Prices & purchasing power — India · Synthesis
Moderate inflation anchored by a credible central bank, but a high sensitivity to food prices — decisive for hundreds of millions of low-income households.
Citoyen synthesis for the Prices and purchasing power category in India. Grounded in sector data (MOSPI, Reserve Bank of India, IMF). All values are the latest available realised observation — never a forecast. Assessments are distinguished from sourced facts. Data last updated: June 2026.
1. Current situation — where prices stand
Moderate inflation. Consumer inflation stands at around 4-5% in 2024 (MOSPI), within or close to the Reserve Bank of India's target band (4% ± 2). Inflation is broadly under control, following earlier higher episodes.
A credible central bank. The RBI has adopted an explicit inflation-targeting framework (since 2016), gaining credibility — an achievement for the macroeconomic stability of a large emerging economy (see Economy category).
High sensitivity to food prices. Food carries heavy weight in the consumption basket and in the budgets of poor households (hundreds of millions of people). Food prices are volatile (monsoon, harvests, climate shocks), making inflation and purchasing power highly sensitive to this component.
Energy and subsidies. Energy prices (fuels, LPG) and subsidies (food, fertilisers) are major public-policy levers for the purchasing power of the poorest.
Purchasing power and inequality. Purchasing power is growing alongside economic growth, but very unevenly (see Social cohesion category); food inflation hits modest-income households hardest.
“Indian inflation is broadly under control, but volatile food prices remain decisive for poor households.”
2. Outlook — where prices are heading
Anchoring inflation. Keeping inflation within the target, despite food and energy volatility, is the RBI's central challenge.
Food prices and climate. Controlling food prices, which are sensitive to the monsoon and climate shocks (see Environment category), is decisive for poor households.
Subsidies and targeting. The effectiveness and targeting of subsidies and food distribution schemes (public distribution system) are key purchasing-power and fiscal challenges.
Inclusive purchasing power. Ensuring the poorest share in growth, through employment (see Labour category) and social policies, is a cohesion challenge.
Open questions. Three issues will shape the period: (1) anchoring inflation within the target; (2) controlling food prices; (3) making purchasing power more inclusive.
“The Reserve Bank of India has gained credibility with an explicit inflation target (4% ± 2).”
3. International comparison — India among its peers
Placed in context, India displays controlled inflation for a large emerging economy, with strong food-price sensitivity.
Three lessons. (1) Moderate inflation. At ≈ 4-5%, Indian inflation is above developed countries but under control, comparable to several emerging markets.
(2) A credible central bank. Like Brazil, India has built monetary credibility through explicit targeting — an asset for stability.
(3) The weight of food. The share of food in the Indian basket is much higher than in developed countries, making food inflation socially decisive.

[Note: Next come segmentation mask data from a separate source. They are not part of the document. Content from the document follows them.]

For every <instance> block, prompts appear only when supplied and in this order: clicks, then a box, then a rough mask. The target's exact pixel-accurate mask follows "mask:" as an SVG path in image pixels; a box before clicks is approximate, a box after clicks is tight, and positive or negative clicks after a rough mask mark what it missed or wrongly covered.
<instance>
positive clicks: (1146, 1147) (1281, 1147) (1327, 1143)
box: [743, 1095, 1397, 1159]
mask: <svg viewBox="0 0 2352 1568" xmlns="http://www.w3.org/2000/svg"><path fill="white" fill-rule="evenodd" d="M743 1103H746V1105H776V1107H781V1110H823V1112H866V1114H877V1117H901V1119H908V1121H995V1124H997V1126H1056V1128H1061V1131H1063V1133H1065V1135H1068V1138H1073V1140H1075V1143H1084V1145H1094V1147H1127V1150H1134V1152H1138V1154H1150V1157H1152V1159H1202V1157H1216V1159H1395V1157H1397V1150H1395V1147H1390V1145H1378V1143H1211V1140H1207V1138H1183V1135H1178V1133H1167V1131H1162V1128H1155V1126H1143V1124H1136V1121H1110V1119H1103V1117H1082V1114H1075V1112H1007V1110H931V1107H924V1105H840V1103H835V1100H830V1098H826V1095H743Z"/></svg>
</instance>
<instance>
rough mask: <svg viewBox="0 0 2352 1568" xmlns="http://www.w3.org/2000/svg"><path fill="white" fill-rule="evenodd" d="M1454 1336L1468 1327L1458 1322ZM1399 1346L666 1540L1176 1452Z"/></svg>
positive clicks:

International comparison — inflation
| Country | Inflation 2024 | Target | Food sensitivity |
|---|---|---|---|
| European Union | ≈ 2.6% | 2% | moderate |
| United States | ≈ 2.9% | 2% | moderate |
| Indonesia | ≈ 2-3% | 2.5% ± 1 | high |
| Brazil | ≈ 4.5% | 3% ± 1.5 | high |
| India | ≈ 4-5% | 4% ± 2 | high |
Sources: MOSPI, IMF, central banks. Rounded annual averages. "≈" indicates a rounded figure.
Data mobilized (data-journalism base)
| Data | Value | Source |
|---|---|---|
| Inflation (CPI, annual average) | ≈ 4-5% (2024) | MOSPI (Citoyen chart) |
| Inflation target | 4% ± 2 | Reserve Bank of India |
| Food sensitivity | high (monsoon, harvests) | RBI / MOSPI |
| Subsidies | food, energy (targeting) | Government |
| Weight of food | high in the basket | MOSPI |
Sources (national analyses and references)
MOSPI (consumer price index) · Reserve Bank of India (inflation target, monetary policy) · IMF · World Bank.
Methodological note — the synthesis distinguishes sourced facts from assessments, remains neutral, dates each data point, and does not extrapolate beyond the sources. All values are the latest available realised observation (no forecast). Note generated by AI, human review required. Same safeguards as the rest of the observatory.